注意

点击此处下载完整的示例代码

（原型）使用 MaskedTensor 为 Adagrad 高效编写“稀疏”语义¶

创建于：2022 年 10 月 28 日 | 最后更新于：2022 年 10 月 28 日 | 最后验证：未验证

在学习本教程之前，请先阅读 MaskedTensor 概述和稀疏性教程。

引言和动机¶

Issue 1369 讨论了在为 Adagrad 编写“稀疏”语义时引入的额外代码行，但实际上，代码是使用稀疏性作为掩码语义的代理，而不是稀疏性的预期用例：一种压缩和优化技术。之前，我们通过引入一次性语义和算子来弥补正式掩码语义的缺失，同时强制用户了解索引和值等存储细节。

现在我们有了掩码语义，就可以更好地指出何时将稀疏性用作语义扩展。我们还将比较和对比使用 MaskedTensor 编写的等效代码。最后，将重复显示代码片段，但不包含额外注释，以展示代码简洁性的差异。

准备工作¶

import torch
import warnings

# Disable prototype warnings and such
warnings.filterwarnings(action='ignore', category=UserWarning)

# Some hyperparameters
eps = 1e-10
clr = 0.1

i = torch.tensor([[0, 1, 1], [2, 0, 2]])
v = torch.tensor([3, 4, 5], dtype=torch.float32)
grad = torch.sparse_coo_tensor(i, v, [2, 4])

使用 MaskedTensor 简化代码¶

在我们深入细节之前，让我们更具体地介绍一下这个问题。

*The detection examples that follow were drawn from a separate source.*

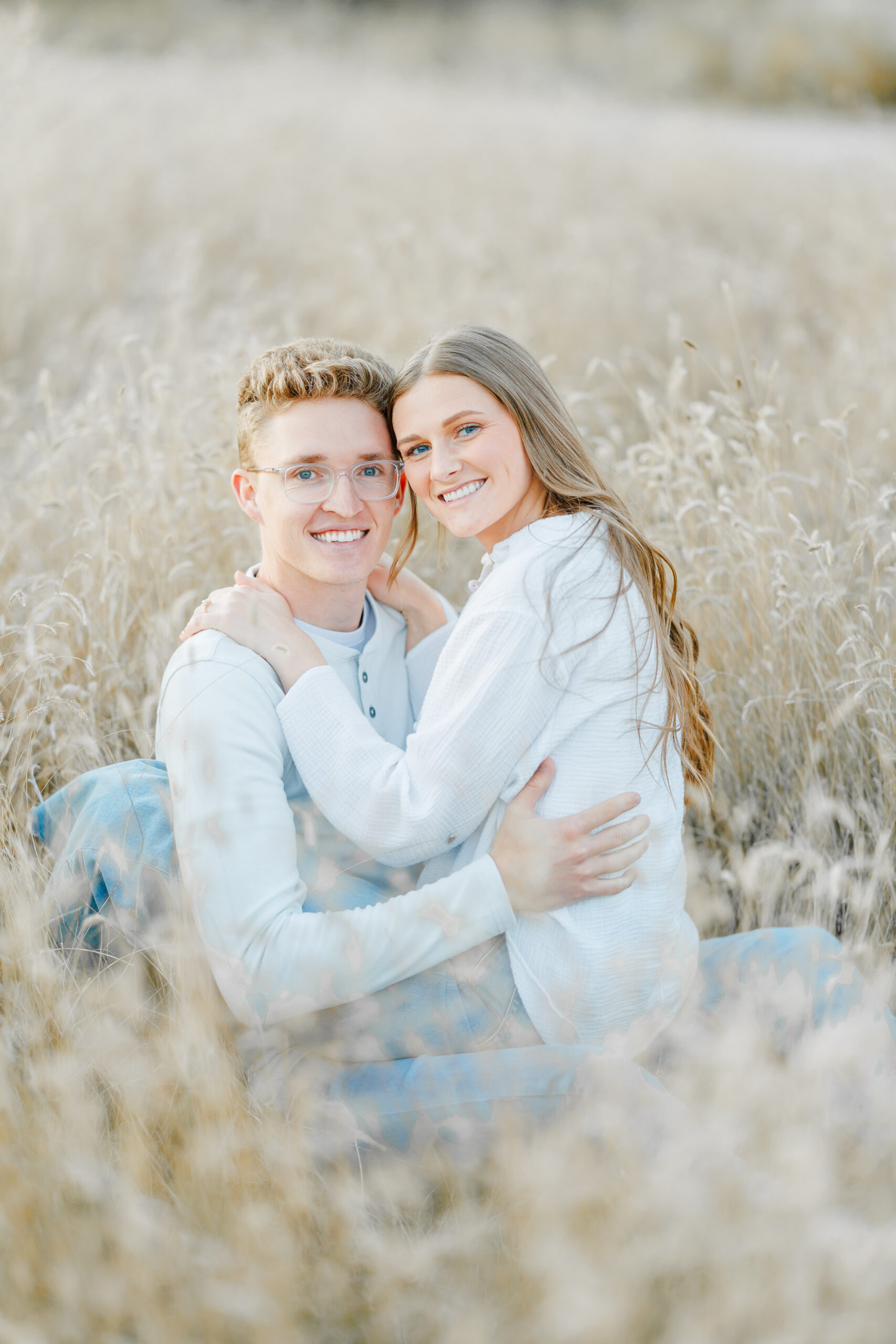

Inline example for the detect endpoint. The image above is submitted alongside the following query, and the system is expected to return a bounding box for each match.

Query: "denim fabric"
[328,926,896,1150]
[31,761,540,1068]
[32,761,896,1150]
[29,761,177,953]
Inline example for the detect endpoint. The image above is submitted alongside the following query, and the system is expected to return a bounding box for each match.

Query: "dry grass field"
[0,0,896,1344]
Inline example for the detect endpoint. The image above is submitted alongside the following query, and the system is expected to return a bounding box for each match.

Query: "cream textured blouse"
[277,513,697,1055]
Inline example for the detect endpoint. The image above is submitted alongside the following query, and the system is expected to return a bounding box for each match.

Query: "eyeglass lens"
[283,461,402,504]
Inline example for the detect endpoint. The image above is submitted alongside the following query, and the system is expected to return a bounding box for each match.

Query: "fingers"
[565,792,641,835]
[234,570,274,593]
[582,840,649,878]
[543,868,638,910]
[579,812,650,857]
[508,757,556,812]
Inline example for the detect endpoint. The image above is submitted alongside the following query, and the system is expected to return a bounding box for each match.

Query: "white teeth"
[312,530,367,542]
[442,481,485,504]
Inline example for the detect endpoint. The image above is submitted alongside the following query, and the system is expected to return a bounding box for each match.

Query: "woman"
[184,327,713,1056]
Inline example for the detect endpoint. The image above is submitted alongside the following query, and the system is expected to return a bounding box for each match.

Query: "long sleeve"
[157,636,513,1025]
[278,609,564,864]
[278,518,697,1054]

我们将考察 PyTorch 中 Adagrad（函数式）的实现，最终目标是简化并更忠实地表示掩码方法。

作为参考，这是没有掩码梯度或稀疏性的常规密集代码路径

state_sum.addcmul_(grad, grad, value=1)
std = state_sum.sqrt().add_(eps)
param.addcdiv_(grad, std, value=-clr)

针对稀疏张量的原生实现是

def _make_sparse(grad, grad_indices, values):
    size = grad.size()
    if grad_indices.numel() == 0 or values.numel() == 0:
        return torch.empty_like(grad)
    return torch.sparse_coo_tensor(grad_indices, values, size)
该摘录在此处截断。